If slots = 2, it is 100,663,296. 3: 134,217,728. 4: 167,772,160. 5:
178,956,971. I'll post the source code soon. I was going to use it to
justify changing how the program functions to create a mimic function
that allows for trillions of votes. Two, the second program was to try
to find the simplest example my voting system breaks down (like if you
changed the Moulin example case 1 to 3,3,5,5 instead of 3,3,4,5, an
example I found 12 hours ago, but was trying to see if my program was
limited to only under-half way examples)... I was hoping to quantify
the percentage of cases where a guess in order for Condorcet ties
leads to violating the Participation Criterion. I was also hoping to
apply this quantifier to other examples in an effort to show certain
methods try to stick to it as best they can while other methods are
more random or worse backwards in their Condorcet tie picking.

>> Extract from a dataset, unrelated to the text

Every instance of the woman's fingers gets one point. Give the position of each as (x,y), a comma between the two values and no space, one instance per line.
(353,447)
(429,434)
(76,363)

I was still trying to generate a list of statistics this program would
collect: how many candidates are needed (because I believe some
methods will break down at three candidates even though all will break
down at four); how many votes are needed (both in the pre-add and
post-add); how many un-forced errors are there (how many times is it
not a Condorcet tie that still breaks the Participation Criterion); in
the case where these criterions conflict, how many rank reshufflings
are positive (move closer to the new voter's preferences) and how many
are negative (move away from the new voter's preference, possibly by
overshooting), and what is the net result (-8 (A>B>C>D + A>B>C>D
causes D>C>B>A, highly unlikely but a possibility) to +8); what rank
in the new vote causes a conflict (previous winner in first, second or
third).

I don't think the test is too complex. There are 24 possible voting
groups (4! or 4*3*2) given anywhere from 0 to x votes (5 was the limit
in the Moulin sample) initially and then given y new votes in one of
the 24 possible voting groups. Without a max vote counter, this could
turn into a 2.73E+21 combination problem, a initial vote limit (my
problem would have been found in vote limit = 16) could significantly
reduce that (given the max would be 120 without). (Timing wise, I
found that 89,478,486 number in seconds on my computer, so it is
possible to find given enough time)

I don't suppose anyone has any suggestions about additional statistics
to be collected, as I would love to target other methods later?